16. Insolvency and default of Buyer
The Buyer's right to possession of the Goods shall terminate immediately and the Company may stop any Goods in transit and suspend further deliveries of the
Goods and, by notice in writing to the Buyer, forthwith determine the Contract without prejudice to the licence granted to the Company’s servants and agents under condition 7 or to any other rights or claims which the Company may have against the Buyer, including, without limitation, the Company's rights under condition 4(d) if the Buyer: (i) suffers or is threatened with any event of insolvency, or any analogous proceedings; (ii) fails to observe or perform any of
its obligations under the Contract or any other contract between the parties; (iii) ceases to trade; or (iv) encumbers or in any way charges any of the Goods.
17. Data Protection
(a) The Buyer gives its explicit consent to the processing of its personal data for purposes connected with the carrying out of the Contract, which shall include
where applicable the following specified purposes: (i) the taking of credit references for the purposes of enabling the Company to decide whether to offer the Buyer credit terms; (ii) the giving by the Company, upon request, of trade credit references; (iii) the exchange of the personal data to other creditors in the event of
default or payment problems experienced with the Buyer by the Company; and
(iv) the transfer of the Buyer's personal data outside of the European Economic Area, specifically the USA.
(b) The Buyer agrees to notify the Company and keep it informed of any changes in the personal data supplied to the Company prior to or at the time of first ordering Goods from the Company, and to assist the Company to comply with the Company's obligations under the provision of the Data Protection Act 1998.
(c) The parties agree that they will comply with their respective obligations under the Data Protection Act 1998.
18. Confidentiality
Except as required by law or by any relevant regulatory or government authority, or to the extent that information has entered the public domain through no fault of
the receiving party, each party shall treat as strictly confidential all information relating to the Contract or arising from any negotiations between the parties and
shall only release such information to those of its employees as shall have a need to know.
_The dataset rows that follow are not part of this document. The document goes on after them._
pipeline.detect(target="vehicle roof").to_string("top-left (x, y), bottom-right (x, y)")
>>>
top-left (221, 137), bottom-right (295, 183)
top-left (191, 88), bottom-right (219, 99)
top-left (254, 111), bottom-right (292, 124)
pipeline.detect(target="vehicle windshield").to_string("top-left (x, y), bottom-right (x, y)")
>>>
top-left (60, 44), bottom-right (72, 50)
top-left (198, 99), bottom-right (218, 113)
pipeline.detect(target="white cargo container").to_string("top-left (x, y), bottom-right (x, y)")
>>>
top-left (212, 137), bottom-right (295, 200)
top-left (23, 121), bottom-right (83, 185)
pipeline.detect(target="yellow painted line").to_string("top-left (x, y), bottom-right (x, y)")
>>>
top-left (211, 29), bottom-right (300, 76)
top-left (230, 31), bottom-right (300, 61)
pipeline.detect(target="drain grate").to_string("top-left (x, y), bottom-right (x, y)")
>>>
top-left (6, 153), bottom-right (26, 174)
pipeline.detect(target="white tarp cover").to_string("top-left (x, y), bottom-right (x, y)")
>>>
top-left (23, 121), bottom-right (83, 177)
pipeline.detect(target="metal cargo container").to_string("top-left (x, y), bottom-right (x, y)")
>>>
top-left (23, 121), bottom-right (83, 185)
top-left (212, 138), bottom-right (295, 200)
The obligations under this condition 18 shall apply for 12 months from
the date of the Buyer's most recent order accepted by the Company.
19. Notices
Any notice to a party under the Contract shall be in writing and shall be served on a party if given personally, left at or sent by prepaid first class post, prepaid
recorded or special delivery to the address of that party as notified in writing.
20. Entire Agreement
The Contract constitutes the whole agreement and understanding of the parties and supersedes any previous agreement or understanding between them relating to the subject matter hereof.
21. No benefit to third parties
No term of the Contract shall be enforceable in any way by any person that is not a party to it.
22. Severance
If any provision of the Conditions is held by any competent authority to be invalid, void, unreasonable or unenforceable in whole or in part, it shall be deemed
severable and the remaining provisions of the Conditions shall continue to apply.
23. Governing Law and Jurisdiction
The Contract and any dispute or claim arising out of or in connection with it or its subject matter or formation shall be governed by and construed in accordance with
English Law and the parties shall submit to the non-exclusive jurisdiction of the English Courts.